# Understanding CAP Theorem

## Introduction

The article explains the CAP Theorem in the distributed systems, the CAP theorem recommends that a system cannot have more than two of the three properties,

1. Consistency
2. Availability
3. Partitioning

In the article, we will understand,

• What CAP Theorem is?
• Understanding each property in detail.

Let’s explore,

## What is CAP Theorem

The CAP Theorem illustrates that a distributed system at the same time cannot be consistent, available, and partition tolerant. In distributed systems to improve performance the applications must rely on Horizontal Scaling, Horizontal scaling means adding more machines to the pool.

A good example of Horizontal scaling is Cassandra, if today in the architecture we have 5 different Cassandra nodes, and the volume of the requests increases, to support the volume we can increase the number of nodes from 5 to 10 and we don’t get caught into resource deficit.

The performance benefit what Horizontal scaling provides comes at cost-complexity, it's expensive to increase the number of machines as compared to adding the number of resources.

Distributed systems come with a different set of problems and design considerations, as we can see in the Cassandra architecture diagram. Although we have increased the number of nodes, data will be distributed across the nodes and the modeling is different as the data will be pulled based on Partition keys, the architecture is always available as now there is no single point of failure.
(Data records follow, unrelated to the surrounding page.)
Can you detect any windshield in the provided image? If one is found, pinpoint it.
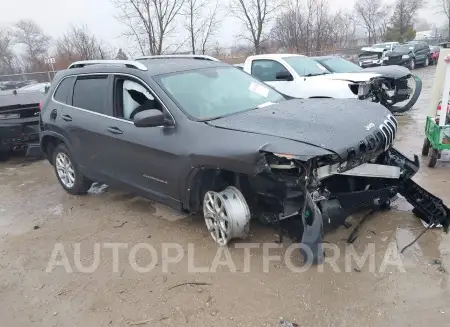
[393,44,414,52]
[318,57,363,73]
[283,56,330,76]
[156,67,285,120]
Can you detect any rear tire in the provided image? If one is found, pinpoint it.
[422,138,430,156]
[428,148,438,168]
[53,143,92,195]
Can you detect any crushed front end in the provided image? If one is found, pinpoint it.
[255,115,450,263]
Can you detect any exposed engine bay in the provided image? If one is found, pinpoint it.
[359,66,422,113]
[204,148,450,264]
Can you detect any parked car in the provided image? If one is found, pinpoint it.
[0,90,44,159]
[40,56,449,263]
[358,42,399,68]
[383,41,430,70]
[311,56,422,113]
[430,45,441,65]
[243,54,379,99]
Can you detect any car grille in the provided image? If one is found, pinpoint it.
[347,115,398,166]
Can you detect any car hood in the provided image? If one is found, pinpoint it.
[384,50,412,57]
[361,47,386,53]
[362,65,411,78]
[207,99,396,158]
[320,72,380,83]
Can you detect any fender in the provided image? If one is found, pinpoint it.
[39,131,73,153]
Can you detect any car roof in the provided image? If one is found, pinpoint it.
[64,58,230,76]
[251,53,309,59]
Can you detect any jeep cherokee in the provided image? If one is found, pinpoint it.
[40,56,449,263]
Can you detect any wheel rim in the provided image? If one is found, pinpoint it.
[203,191,229,245]
[55,152,75,188]
[203,186,250,246]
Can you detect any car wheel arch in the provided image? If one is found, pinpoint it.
[40,132,71,165]
[182,167,246,214]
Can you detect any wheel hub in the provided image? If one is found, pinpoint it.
[203,186,250,246]
[56,152,75,188]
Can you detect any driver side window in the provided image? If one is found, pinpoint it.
[252,59,288,82]
[114,76,162,120]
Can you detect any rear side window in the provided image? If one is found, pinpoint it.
[53,77,73,104]
[72,75,109,114]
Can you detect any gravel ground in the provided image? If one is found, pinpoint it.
[0,67,450,327]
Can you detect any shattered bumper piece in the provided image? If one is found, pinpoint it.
[298,149,450,264]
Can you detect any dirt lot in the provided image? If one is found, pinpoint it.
[0,67,450,327]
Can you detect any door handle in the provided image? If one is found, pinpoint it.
[107,127,123,134]
[61,115,72,121]
[50,109,58,120]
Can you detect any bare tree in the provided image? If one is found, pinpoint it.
[56,25,110,61]
[111,0,184,55]
[230,0,279,54]
[387,0,424,42]
[0,29,17,74]
[271,0,355,54]
[439,0,450,40]
[355,0,388,44]
[183,0,219,54]
[13,20,51,66]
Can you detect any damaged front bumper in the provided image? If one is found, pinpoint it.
[274,148,450,264]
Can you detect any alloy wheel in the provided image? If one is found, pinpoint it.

Achieving further auto-scaling is easy but achieving consistency in the same architecture can cause issues. That’s what CAP Theorem recommends having 2 out of 3 properties, let's explore these 3 properties in detail.

## Consistency

Consistency means, all the nodes return the same data at the same time. Whenever a read operation is performed on a system that is consistent, the system will return the most recent write operation. In the above picture, node 4 receives the write operation at 4:01 and node 5 at 4:03, and when the read operation is received by Node 2 at the latest timestamp it returns the latest value.

## Availability

In the diagram, Node 5 is down but other nodes are operational as normal. Availability comes by default with any purely distributed system in my opinion. It’s clear, Availability in a distributed system means that system will be up and running irrespective of the individual state of any node. The downside of this approach is, the system may or may not return the recent write but every request gets a response no matter what.

## Partition Tolerance

Whenever a node receives a message or event, in that case, there will be sometimes taken for the data to get synched with other nodes in the system. Partition tolerance illustrates that system will continue to function in the case of a message/event being delayed or dropped by the nodes. Imagine a system handling Terabytes of data, in that case, Partition tolerance is more of a necessity, if any node is gone down in the system or the synching is delayed, eventually, it will be corrected but the System will continue to function.

## Summary

Distributed systems naturally provide us the higher performance, lower latency, and almost 100% up-time, which happens because of Availability and Partition tolerance. When I say higher performance, it’s because of the querying based on Partitions, it’s fast to locate the partition and querying. CAP has been used by many NoSQL’s like Cassandra, MongoDB, it’s difficult to provide Scalability and ACID consistency all at the same time, although in my opinion Partitioning complements Availability.